Have a question about this project? Sign up for a free GitHub account to open an issue and contact its maintainers and the community.

By clicking “Sign up for GitHub”, you agree to our terms of service and privacy statement. We’ll occasionally send you account related emails.

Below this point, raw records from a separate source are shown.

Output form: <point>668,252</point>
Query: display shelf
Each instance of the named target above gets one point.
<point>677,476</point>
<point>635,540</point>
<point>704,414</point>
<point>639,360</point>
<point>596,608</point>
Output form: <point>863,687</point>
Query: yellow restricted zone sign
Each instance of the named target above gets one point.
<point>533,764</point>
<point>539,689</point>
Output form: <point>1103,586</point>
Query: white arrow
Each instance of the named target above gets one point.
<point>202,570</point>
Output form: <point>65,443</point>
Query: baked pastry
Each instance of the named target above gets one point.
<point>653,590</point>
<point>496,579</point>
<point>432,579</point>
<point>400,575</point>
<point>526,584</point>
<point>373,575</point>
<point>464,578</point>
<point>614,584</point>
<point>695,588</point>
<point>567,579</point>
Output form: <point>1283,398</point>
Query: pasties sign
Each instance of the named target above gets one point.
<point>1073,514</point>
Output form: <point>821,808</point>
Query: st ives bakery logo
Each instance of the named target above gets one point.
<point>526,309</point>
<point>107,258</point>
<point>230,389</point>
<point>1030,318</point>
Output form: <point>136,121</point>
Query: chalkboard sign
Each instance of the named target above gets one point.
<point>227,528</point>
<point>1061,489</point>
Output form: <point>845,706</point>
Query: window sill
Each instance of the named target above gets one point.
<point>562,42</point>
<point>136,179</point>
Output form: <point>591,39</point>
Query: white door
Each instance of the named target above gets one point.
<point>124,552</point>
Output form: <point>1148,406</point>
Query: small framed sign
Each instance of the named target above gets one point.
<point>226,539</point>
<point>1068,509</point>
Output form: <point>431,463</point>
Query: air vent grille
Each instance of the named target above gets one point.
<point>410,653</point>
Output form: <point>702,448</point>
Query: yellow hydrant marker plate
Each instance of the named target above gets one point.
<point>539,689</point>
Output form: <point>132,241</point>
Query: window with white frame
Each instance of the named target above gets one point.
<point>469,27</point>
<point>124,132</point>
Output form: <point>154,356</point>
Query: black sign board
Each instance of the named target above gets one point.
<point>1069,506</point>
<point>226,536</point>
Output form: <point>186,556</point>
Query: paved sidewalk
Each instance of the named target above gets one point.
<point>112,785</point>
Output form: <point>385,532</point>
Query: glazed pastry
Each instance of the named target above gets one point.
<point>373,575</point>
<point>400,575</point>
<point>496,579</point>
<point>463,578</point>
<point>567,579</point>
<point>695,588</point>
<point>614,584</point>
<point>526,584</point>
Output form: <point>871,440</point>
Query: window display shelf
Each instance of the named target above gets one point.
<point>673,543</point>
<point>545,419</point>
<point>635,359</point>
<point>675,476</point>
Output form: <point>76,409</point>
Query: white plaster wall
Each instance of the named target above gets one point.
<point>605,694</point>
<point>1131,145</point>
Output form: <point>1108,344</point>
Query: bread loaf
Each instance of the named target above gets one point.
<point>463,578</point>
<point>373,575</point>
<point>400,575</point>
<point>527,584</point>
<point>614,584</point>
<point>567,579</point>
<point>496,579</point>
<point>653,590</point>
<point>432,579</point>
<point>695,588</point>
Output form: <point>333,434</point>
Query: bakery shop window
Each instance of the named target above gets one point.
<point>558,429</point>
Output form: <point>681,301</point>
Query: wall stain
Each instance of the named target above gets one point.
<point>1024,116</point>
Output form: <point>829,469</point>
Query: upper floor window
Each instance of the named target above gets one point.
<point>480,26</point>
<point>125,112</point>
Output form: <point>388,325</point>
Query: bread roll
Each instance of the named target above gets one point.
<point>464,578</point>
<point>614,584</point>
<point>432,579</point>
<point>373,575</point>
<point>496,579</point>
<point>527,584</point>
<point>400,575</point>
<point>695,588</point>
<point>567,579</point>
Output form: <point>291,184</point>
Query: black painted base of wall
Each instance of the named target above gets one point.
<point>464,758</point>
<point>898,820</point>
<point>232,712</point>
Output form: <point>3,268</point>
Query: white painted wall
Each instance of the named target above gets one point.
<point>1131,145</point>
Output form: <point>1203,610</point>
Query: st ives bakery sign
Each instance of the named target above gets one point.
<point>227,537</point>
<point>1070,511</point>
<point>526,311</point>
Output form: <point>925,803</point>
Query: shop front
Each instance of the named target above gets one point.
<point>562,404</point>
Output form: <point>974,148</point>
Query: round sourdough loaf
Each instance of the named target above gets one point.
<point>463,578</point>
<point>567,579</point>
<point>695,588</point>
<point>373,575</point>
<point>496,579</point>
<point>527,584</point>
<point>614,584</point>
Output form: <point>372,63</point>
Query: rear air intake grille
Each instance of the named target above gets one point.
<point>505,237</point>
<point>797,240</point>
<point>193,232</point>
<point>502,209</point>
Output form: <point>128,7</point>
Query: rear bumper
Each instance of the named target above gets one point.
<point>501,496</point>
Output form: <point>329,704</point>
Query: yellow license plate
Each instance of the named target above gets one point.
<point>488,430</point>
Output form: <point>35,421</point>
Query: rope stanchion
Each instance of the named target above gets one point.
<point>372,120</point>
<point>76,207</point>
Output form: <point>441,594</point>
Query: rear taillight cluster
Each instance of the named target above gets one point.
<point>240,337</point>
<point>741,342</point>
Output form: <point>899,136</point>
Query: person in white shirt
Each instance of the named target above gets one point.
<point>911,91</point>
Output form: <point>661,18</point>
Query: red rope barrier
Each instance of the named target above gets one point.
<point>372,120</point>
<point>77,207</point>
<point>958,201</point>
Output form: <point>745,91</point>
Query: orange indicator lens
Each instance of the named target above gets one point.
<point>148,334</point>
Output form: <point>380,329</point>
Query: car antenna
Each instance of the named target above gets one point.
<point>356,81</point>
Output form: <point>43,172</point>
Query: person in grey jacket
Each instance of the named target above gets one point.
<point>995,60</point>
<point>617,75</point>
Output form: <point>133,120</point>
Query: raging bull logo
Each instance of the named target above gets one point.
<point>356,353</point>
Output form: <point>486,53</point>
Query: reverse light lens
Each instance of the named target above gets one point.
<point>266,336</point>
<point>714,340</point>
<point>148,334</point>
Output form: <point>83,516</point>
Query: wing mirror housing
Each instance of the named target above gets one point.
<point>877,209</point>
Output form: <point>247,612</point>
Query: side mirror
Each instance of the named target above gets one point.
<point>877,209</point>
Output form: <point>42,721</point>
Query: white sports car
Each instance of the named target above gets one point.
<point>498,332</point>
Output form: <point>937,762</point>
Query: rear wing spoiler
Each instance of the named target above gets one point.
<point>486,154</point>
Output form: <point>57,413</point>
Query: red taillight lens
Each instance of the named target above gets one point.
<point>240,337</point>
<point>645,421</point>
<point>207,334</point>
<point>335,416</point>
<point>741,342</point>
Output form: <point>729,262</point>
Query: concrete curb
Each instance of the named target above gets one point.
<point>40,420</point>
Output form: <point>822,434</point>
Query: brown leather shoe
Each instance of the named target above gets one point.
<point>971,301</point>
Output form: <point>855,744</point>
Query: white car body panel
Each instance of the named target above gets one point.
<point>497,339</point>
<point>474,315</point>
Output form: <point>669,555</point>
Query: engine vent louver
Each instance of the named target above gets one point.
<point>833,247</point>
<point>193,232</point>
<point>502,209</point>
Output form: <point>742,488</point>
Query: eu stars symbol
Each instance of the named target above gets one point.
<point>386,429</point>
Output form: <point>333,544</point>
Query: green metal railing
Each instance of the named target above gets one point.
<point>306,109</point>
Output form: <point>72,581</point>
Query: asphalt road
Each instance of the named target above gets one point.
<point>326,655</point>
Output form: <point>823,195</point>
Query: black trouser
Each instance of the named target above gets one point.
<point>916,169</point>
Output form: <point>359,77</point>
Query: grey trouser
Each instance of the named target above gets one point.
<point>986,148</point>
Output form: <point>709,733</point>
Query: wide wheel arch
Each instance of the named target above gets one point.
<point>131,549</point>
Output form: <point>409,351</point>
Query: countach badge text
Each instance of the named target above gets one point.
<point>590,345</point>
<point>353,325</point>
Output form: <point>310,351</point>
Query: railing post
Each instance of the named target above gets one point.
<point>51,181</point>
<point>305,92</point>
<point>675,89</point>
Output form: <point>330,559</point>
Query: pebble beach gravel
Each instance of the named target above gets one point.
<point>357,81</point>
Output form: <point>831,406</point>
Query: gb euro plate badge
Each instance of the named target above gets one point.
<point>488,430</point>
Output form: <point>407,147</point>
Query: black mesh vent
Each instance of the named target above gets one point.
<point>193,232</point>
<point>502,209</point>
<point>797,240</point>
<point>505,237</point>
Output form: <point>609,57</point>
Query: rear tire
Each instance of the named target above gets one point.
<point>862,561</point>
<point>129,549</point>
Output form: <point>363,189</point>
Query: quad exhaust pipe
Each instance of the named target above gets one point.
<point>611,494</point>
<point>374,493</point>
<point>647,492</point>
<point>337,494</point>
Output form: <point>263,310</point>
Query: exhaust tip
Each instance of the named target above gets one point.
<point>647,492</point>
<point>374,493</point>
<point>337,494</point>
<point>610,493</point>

Already on GitHub? Sign in to your account

Sample.idError with seqVCF2GDS #87

Open
alexisregelson opened this issue Nov 6, 2023 · 3 comments
Open

Sample.idError with seqVCF2GDS #87

alexisregelson opened this issue Nov 6, 2023 · 3 comments
Assignees
Labels

Comments

@alexisregelson
Copy link

alexisregelson commented Nov 6, 2023

Hello, I am trying to use seqVCF2GDS and am getting the following error:

library(SeqArray)
library(data.table)

seqVCF2GDS(high_mod_vcf, "r4_chr1_high_mod.gds", parallel=6L)
Mon Nov 6 16:09:06 2023
Variant Call Format (VCF) Import:
file(s):
r4_PASS_chr1_updated_varID_dups_drop_updated_IDs_nhw_hwe6_noNHWrelateds_high_mod_impact.vcf (198.8M)
file format: VCFv4.2
the number of sets of chromosomes (ploidy): 2
the number of samples: 14,306
genotype storage: bit2
compression method: LZMA_RA
# of samples: 14306
calculating the total number of variants ...
the total number of variants for import: 3,632
Writing to 6 files:
r4_chr1_high_mod_tmp01_ad336f56fc72 [1..606]
r4_chr1_high_mod_tmp02_ad3315e862b7 [607..1,212]
r4_chr1_high_mod_tmp03_ad33613818b1 [1,213..1,818]
r4_chr1_high_mod_tmp04_ad33473817c6 [1,819..2,424]
r4_chr1_high_mod_tmp05_ad334e0fea8c [2,425..3,030]
r4_chr1_high_mod_tmp06_ad33607634f8 [3,031..3,632]
Done (Mon Nov 6 16:09:10 2023).
Output:
r4_chr1_high_mod.gds
Merging:
opening 'r4_chr1_high_mod_tmp01_ad336f56fc72' ... [done]
opening 'r4_chr1_high_mod_tmp02_ad3315e862b7' ... [done]
opening 'r4_chr1_high_mod_tmp03_ad33613818b1' ... [done]
opening 'r4_chr1_high_mod_tmp04_ad33473817c6' ... [done]
opening 'r4_chr1_high_mod_tmp05_ad334e0fea8c' ... [done]
opening 'r4_chr1_high_mod_tmp06_ad33607634f8' ... [done]
Digests:
sample.idError: segfault from C stack overflow

Do the sampel IDs need to be in a particular format? I created my vcf with plink and used double-id option. IDs are in format: A-[Cohort]-[A#####]. A .gds file is outputed, but I don't know if it's is incorrect due to the segfault.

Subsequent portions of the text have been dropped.